DESCRIPTION OF SYMBOLS 1 Aerosol container 2 Container main body 3 Push button 4 Mounting cup 5 Fitting part 6 Flow path 7 Discharge port 8 Silencer member 9 Through-hole 10 Chip cover

Claims (6)

  An aerosol container in which the content is ejected from the discharge port by the pressure of the filling gas, and the flow passage wall of the ejection flow path that is connected to the discharge port and through which the content passes at the time of ejection is formed of a sound deadening material.
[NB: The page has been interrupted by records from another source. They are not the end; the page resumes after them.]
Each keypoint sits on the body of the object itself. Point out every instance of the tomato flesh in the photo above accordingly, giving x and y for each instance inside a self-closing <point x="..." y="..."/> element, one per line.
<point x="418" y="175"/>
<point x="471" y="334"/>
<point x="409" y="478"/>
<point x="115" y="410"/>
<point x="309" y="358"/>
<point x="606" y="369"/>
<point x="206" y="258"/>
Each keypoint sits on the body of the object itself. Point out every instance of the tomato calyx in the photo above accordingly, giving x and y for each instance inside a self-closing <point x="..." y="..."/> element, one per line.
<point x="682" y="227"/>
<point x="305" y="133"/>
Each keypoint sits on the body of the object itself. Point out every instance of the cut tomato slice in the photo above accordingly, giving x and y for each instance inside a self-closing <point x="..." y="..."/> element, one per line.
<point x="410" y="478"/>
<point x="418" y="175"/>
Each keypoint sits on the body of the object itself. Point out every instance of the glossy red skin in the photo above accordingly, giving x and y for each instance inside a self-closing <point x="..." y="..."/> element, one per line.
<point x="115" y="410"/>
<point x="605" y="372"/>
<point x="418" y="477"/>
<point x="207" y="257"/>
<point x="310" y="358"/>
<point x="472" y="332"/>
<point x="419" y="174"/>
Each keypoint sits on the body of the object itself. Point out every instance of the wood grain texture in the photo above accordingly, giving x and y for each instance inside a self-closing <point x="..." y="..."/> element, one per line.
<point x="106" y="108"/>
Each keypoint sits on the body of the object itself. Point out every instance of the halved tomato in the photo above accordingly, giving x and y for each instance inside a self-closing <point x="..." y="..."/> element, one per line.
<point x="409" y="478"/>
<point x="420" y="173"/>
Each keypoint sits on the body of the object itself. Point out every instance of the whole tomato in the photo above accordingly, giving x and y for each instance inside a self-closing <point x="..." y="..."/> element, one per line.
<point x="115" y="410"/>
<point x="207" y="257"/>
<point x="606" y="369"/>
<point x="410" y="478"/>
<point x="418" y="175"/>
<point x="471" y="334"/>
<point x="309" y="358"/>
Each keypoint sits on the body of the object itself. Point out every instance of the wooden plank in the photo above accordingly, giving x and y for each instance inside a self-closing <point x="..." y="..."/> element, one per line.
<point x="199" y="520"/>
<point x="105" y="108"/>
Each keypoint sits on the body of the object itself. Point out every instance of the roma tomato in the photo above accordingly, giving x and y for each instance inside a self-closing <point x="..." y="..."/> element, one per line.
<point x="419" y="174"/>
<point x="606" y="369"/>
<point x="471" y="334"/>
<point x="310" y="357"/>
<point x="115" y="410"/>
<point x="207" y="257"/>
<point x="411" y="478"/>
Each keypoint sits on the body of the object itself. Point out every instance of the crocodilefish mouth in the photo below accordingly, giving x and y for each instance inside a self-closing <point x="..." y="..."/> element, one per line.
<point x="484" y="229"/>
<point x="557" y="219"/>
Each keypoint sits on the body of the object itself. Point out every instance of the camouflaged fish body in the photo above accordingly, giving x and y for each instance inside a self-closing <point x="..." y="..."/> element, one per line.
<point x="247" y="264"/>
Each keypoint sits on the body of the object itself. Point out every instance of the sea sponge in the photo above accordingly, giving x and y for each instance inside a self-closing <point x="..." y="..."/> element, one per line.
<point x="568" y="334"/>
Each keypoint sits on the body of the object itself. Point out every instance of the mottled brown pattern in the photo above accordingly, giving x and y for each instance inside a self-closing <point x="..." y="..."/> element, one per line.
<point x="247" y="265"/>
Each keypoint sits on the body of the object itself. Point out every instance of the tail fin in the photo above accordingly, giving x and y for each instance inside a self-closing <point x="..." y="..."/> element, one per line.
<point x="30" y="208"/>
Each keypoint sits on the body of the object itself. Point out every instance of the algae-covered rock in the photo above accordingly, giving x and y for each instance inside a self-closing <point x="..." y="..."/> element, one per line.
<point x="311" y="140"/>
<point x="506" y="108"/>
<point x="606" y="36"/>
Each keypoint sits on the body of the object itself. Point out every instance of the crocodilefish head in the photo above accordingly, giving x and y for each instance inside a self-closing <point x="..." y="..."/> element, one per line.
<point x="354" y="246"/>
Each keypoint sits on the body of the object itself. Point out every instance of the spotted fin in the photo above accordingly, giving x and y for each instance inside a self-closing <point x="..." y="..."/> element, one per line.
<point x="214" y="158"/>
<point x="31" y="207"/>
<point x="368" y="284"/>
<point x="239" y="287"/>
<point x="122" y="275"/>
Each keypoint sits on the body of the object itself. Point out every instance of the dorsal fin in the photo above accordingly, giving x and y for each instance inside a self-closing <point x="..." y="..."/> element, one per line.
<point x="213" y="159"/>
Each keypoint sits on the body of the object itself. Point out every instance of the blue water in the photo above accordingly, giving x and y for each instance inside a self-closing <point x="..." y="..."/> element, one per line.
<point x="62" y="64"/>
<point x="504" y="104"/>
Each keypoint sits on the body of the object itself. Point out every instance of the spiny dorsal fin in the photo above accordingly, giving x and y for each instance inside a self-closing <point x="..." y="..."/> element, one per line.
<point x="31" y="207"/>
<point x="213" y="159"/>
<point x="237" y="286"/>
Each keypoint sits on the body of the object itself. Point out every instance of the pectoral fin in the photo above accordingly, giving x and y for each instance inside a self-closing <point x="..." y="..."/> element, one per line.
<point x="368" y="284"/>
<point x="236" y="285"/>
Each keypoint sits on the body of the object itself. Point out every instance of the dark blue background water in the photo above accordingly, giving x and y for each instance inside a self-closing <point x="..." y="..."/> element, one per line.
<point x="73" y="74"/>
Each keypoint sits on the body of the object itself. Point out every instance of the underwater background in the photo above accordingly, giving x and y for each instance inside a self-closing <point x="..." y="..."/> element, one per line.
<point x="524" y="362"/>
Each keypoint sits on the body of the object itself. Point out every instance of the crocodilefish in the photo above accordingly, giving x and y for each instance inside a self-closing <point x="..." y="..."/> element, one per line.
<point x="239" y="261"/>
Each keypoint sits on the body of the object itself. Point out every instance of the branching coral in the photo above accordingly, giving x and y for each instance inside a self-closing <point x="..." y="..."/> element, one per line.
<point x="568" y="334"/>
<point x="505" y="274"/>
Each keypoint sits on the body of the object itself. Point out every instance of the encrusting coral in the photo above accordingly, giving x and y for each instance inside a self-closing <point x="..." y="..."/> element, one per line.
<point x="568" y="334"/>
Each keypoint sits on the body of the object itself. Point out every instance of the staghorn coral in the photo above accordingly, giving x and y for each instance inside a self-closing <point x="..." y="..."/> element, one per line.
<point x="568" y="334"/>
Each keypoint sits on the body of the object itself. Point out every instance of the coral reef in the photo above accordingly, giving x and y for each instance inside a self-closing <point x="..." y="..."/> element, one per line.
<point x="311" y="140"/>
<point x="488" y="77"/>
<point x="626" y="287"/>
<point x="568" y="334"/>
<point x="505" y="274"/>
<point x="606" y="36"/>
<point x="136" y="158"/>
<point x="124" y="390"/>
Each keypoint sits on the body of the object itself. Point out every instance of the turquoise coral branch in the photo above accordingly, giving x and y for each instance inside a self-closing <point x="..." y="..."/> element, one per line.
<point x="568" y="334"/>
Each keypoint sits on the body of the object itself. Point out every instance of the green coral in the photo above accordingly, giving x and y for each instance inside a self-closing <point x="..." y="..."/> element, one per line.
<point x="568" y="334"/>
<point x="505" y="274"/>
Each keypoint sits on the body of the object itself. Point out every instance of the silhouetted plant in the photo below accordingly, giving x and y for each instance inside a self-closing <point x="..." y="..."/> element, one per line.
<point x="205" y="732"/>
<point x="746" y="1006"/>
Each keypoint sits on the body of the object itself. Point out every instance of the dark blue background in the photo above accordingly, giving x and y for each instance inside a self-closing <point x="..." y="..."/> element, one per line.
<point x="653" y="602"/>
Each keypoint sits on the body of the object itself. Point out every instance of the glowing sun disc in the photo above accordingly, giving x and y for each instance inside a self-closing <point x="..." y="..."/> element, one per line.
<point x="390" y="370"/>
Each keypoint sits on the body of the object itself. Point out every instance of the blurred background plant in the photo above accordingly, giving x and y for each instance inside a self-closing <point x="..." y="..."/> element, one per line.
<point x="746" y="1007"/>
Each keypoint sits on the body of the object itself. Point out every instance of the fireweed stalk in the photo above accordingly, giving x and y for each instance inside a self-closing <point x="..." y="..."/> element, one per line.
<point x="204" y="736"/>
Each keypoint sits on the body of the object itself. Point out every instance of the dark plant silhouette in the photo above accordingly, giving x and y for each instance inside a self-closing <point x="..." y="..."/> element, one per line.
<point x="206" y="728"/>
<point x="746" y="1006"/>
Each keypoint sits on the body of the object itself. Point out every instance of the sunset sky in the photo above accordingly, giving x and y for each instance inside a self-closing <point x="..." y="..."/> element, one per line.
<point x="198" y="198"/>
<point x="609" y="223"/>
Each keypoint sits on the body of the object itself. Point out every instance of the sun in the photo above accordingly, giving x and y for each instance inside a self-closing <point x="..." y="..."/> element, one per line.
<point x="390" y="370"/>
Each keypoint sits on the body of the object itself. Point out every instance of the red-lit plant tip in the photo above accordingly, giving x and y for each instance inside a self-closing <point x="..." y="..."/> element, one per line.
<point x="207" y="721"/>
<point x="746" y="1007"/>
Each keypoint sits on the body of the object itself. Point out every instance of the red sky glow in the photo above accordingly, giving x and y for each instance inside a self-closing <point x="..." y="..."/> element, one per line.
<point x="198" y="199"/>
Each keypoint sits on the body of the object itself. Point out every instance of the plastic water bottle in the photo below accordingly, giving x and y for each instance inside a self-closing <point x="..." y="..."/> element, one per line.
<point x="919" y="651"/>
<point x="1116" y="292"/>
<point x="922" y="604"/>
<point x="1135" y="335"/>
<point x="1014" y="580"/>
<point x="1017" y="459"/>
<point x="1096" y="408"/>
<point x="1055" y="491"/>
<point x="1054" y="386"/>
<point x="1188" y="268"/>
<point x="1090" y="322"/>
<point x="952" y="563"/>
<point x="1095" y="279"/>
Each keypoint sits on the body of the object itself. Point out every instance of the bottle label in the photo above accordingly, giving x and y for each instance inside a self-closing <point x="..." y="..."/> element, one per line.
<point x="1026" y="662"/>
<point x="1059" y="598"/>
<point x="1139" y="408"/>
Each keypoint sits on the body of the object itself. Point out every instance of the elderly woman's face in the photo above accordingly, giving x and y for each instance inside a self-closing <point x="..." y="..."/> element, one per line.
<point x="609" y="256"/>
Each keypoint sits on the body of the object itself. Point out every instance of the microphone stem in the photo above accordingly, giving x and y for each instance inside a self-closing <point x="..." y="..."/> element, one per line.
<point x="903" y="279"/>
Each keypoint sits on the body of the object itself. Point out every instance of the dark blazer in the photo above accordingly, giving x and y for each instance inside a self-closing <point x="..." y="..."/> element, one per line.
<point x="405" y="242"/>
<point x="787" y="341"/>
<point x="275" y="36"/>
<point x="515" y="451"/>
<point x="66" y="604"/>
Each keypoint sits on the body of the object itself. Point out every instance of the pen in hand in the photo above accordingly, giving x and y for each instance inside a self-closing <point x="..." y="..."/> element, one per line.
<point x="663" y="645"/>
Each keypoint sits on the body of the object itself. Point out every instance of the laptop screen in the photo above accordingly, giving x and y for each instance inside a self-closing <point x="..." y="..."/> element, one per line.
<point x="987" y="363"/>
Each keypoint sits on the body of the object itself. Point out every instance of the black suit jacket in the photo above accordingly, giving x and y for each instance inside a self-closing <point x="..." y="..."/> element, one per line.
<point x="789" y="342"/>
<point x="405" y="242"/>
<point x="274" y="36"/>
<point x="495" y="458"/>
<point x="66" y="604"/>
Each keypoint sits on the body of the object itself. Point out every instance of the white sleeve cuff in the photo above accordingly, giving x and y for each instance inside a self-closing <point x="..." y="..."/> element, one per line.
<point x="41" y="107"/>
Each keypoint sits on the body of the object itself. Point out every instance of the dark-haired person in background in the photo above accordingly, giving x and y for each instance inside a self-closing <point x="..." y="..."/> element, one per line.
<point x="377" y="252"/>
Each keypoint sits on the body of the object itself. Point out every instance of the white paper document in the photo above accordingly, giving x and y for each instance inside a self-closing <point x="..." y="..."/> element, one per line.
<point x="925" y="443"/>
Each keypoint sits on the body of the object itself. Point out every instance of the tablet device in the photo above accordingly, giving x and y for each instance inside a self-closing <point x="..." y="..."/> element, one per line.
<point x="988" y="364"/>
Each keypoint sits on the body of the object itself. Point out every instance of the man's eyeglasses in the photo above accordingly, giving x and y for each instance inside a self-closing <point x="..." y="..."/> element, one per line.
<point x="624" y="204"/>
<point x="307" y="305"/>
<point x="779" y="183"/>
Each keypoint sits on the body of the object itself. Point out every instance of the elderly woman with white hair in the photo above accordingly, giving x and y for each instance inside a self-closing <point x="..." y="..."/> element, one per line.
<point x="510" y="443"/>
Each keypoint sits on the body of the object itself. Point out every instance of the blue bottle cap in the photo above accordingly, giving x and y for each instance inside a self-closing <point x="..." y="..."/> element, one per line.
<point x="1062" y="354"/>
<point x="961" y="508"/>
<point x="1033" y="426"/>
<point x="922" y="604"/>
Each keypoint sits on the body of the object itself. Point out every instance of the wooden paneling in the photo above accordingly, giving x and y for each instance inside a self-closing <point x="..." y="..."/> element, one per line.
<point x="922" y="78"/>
An aerosol container configured such that the shape of the flow path is not substantially deformed.   A push button fitted to the stem of the container main body, and a sound deadening member made of the sound deadening material disposed in the push button, wherein the jet flow path extending in one direction is formed in the sound deadening member, the jet flow The aerosol container according to claim 1, wherein the contents are ejected from one end of the path and the other end is connected to the stem.   The jet cover further includes a tip cover that is fitted to the push button and fixes the silencer member to the push button in the fitted state, the discharge port is provided in the tip cover, and the ejection channel formed in the silencer member The aerosol container according to claim 2, wherein one end of the nozzle is connected to the discharge port.   The aerosol container according to any one of claims 1 to 3, wherein the silencer is made of a porous material.   The aerosol container according to claim 4, wherein the porous material is made of porous polyurethane, a sintered body of synthetic resin powder, or a fiber material. The sound deadening member has a hard outer shell portion extending in the axial direction and a core portion softer than the outer shell portion, and the ejection flow path is formed in the core portion. The aerosol container according to any one of 6.